Lebih lanjut, PJU Solar Cell tipe ini juga dimungkinkan untuk menyimpan listrik ke dalam baterai sehingga bisa tetap menyala meskipun tidak ada akses ke PLN atau sedang tidak ada sinar matahari.

Itulah yang dinamakan dengan sistem off grid atau Lampu PJU Tenaga Surya konvensional. Artinya, kebutuhan listrik untuk menerangi jalan tetap dapat terpenuhi dengan baik meski terjadi pemadaman listrik oleh PLN.

Hanya saja, di pihak lain, PJU Solar Cell konvensional ternyata tidak luput dari kekurangan, di mana tidak mampu memenuhi keperluan beban listrik dengan total karena biayanya cenderung mahal, juga volume baterainya harus tersedia dalam kapasitas besar.

Tidak hanya itu, keberadaannya memerlukan peralatan yang cenderung kompleks dengan biaya tinggi karena memerlukan charge controller, baterai, panel surya, dan inverter. Inverter tersebut harus memiliki sifat bi-directional dengan demikian dapat mengisi daya baterai sekaligus mengambil listriknya agar kemudian dimanfaatkan untuk memenuhi beban.

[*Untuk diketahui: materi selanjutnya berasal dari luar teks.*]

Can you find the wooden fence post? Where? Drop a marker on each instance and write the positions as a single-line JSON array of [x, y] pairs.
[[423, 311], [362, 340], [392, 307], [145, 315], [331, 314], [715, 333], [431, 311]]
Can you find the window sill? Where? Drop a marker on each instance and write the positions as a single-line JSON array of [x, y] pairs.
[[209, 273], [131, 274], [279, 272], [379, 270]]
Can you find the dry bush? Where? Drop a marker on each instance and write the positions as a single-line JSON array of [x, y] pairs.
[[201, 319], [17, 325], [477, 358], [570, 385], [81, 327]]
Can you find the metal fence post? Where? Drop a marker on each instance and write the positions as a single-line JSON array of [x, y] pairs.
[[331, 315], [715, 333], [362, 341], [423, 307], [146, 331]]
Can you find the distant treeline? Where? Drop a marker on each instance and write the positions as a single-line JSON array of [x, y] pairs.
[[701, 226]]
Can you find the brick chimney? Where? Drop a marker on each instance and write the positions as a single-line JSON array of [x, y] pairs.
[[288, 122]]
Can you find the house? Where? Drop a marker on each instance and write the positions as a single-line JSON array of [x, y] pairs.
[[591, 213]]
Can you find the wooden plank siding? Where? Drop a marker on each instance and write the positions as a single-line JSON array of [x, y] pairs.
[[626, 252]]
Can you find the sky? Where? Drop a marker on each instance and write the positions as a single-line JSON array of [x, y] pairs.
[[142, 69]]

PJU Solar Cell of grid bekerja dengan mekanisme khusus, di mana pada mulanya panel surya atau solar panel akan menangkap cahaya matahari saat siang hari, lalu mengirimkan energi listrik DC yang bersumber dari regulator. Regulator tersebut ada untuk mengelola pengisian daya baterai nantinya. Kemudian, baterai menerima energi listrik dan menyimpannya dalam bentuk arus DC.

Selanjutnya, inverter yang akan bekerja dengan cara mengubah arus DC yang bersumber dari baterai, sehingga terkonversi ke dalam arus AC. Setelah itu, arus AC akan disalurkan lewat panel distribusi ke seluruh beban yang terhubung.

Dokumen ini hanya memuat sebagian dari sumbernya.